Any benefits or insurance policies that are canceled while on a leave of absence cannot be reinstated until you return to work. Canceling your coverages may alter your ability to participate in Open Enrollment. Also, if you cancel coverages while on leave prior to retirement, you cannot make retiree continuation elections on any canceled coverages.
Disclaimer: This list is meant to cover some of the most common risks. It does not cover all risks. One’s inability to predict an outcome is not grounds to reinstate coverage.
If you need to retire or separate employment, you will have no medical insurance to continue.
If you incur claims, they will not be paid by insurance.
If you return to employment, it will be put back in place at the level of coverage you had prior to cancellation.

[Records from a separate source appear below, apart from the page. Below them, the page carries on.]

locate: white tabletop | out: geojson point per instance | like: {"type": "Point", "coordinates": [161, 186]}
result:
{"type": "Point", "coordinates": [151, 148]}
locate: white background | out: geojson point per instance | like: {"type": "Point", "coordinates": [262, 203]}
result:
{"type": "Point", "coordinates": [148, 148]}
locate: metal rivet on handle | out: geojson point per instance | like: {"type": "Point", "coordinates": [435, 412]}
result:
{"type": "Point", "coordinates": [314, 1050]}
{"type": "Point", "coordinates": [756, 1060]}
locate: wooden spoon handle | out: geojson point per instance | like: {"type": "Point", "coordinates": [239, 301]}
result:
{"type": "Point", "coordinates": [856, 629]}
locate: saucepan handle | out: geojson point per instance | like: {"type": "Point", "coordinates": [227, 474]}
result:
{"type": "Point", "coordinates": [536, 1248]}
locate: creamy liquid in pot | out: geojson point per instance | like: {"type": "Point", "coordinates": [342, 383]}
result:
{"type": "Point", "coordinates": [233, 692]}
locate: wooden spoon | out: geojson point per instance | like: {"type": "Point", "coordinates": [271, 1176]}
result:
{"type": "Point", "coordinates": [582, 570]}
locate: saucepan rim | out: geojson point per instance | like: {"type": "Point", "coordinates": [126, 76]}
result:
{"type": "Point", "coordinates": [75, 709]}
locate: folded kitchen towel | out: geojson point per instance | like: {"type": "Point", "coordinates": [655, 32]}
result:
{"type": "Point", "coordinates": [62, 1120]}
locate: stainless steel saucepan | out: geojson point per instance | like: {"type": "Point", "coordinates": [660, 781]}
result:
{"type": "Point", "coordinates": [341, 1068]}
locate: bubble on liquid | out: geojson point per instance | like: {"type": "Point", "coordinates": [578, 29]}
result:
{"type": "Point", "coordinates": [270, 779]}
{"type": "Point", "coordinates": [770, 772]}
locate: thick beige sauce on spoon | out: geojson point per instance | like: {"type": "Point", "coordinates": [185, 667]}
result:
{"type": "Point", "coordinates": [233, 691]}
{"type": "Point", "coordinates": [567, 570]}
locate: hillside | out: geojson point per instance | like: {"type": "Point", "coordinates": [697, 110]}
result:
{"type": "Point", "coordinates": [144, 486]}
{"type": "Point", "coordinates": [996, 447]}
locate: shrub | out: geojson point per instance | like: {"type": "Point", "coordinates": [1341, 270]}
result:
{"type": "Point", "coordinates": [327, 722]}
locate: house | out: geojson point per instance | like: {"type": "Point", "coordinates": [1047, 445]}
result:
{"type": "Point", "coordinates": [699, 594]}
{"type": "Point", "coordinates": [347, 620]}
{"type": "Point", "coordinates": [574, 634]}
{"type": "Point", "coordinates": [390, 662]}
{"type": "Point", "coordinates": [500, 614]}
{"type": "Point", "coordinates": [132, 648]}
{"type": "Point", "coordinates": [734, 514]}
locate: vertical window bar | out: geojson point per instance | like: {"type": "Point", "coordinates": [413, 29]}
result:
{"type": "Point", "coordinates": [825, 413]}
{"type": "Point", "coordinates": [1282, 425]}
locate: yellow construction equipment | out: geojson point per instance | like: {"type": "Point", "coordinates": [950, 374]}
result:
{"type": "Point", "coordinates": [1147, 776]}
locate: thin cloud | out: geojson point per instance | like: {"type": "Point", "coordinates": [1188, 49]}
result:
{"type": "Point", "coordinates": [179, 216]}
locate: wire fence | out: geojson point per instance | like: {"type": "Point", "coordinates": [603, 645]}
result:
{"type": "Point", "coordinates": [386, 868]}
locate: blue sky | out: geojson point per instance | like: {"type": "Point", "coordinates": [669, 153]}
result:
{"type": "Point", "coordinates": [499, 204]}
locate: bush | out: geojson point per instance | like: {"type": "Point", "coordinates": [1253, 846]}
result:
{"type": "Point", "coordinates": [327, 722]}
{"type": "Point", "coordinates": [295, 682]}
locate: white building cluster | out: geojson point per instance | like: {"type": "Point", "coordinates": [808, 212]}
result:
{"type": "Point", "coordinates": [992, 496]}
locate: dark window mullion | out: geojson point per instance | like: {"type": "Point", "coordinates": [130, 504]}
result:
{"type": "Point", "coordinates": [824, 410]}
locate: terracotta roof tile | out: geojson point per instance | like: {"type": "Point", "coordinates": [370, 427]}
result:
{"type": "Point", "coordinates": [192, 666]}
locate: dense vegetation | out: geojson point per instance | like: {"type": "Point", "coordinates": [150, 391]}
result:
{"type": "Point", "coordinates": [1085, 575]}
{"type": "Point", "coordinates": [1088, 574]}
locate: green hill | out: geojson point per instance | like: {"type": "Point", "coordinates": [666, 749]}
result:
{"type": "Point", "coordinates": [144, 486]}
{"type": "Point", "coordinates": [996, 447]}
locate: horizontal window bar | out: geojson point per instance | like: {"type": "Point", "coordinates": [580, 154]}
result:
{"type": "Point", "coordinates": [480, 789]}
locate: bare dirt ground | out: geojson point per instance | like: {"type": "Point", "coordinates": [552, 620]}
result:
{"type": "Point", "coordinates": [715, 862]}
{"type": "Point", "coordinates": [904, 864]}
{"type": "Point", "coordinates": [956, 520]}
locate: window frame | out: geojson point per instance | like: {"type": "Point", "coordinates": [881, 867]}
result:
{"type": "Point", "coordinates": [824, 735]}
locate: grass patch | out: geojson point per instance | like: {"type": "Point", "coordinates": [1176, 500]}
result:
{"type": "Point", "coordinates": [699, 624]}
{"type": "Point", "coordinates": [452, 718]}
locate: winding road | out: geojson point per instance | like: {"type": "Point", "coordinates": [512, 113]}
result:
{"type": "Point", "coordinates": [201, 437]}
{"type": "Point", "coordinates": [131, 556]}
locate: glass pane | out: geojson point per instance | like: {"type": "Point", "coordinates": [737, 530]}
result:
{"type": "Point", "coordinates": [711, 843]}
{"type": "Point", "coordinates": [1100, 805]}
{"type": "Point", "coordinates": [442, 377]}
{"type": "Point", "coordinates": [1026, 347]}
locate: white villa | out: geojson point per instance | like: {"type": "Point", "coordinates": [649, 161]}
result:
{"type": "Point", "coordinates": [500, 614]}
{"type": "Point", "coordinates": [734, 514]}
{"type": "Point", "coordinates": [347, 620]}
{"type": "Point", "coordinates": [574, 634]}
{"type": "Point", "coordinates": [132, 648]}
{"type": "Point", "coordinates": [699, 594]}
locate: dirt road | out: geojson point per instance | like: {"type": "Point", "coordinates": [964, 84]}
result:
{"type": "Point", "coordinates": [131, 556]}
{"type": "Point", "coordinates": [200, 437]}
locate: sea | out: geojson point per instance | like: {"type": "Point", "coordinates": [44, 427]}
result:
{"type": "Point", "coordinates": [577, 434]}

If you need to change the level of coverage or waive coverage upon your return you will need to submit A Qualifying Status Change form and provide proof of the qualified life event that occurred while on the leave. The application and proof of life event must be submitted within 30 days of your return to work date.
If you retire or separate, there is no continuation available.
Employee and Spouse Supplemental
If you retire, you lose the opportunity for the 20% paid up benefit for at least five years.
Death claims will not be paid.
If you return from leave after one year, you must re-apply for coverage and provide evidence of insurability (complete a health history questionnaire). The request for coverage may be rejected/turned down.
Child Life
Death claims will not be paid.
If you retire or separate, you have no child life to continue.
Coverage will not be reinstated if you do not return from leave within one year; your next opportunity to enroll will be during Open Enrollment.
Accidental Death and Dismemberment – Employee and Spouse
Death claims will not be paid.
If you do not return from leave within one year, an Optional Application will need to be submitted for coverage to be restarted.
If in claim status, that claim will continue, but no new claims will be eligible for coverage.
If you return from leave after one year, you need to re-apply for coverage with evidence of insurability (complete a health history questionnaire). The request for coverage can be rejected/turned down.
Long Term Disability (LTD)
If coverage is canceled, no LTD claims will be paid.
If there is any lapse in coverage, the two-year pre-existing condition limitation will start over.
Coverage will not be reinstated if you do not return from leave within one year; your next opportunity to enroll will be during Open Enrollment.
If the account is canceled, you may not submit claims for reimbursement after the cancelation date.
If you return within the calendar year, you must reapply for this benefit by submitting the Change in Participation form within 30-days of your return date. You are not eligible for reimbursement of claims prior to the return date.
If canceled, you will not be eligible for the IRS $500 carry-over (MDEA accounts must be fully funded in order to be eligible for the carry-over).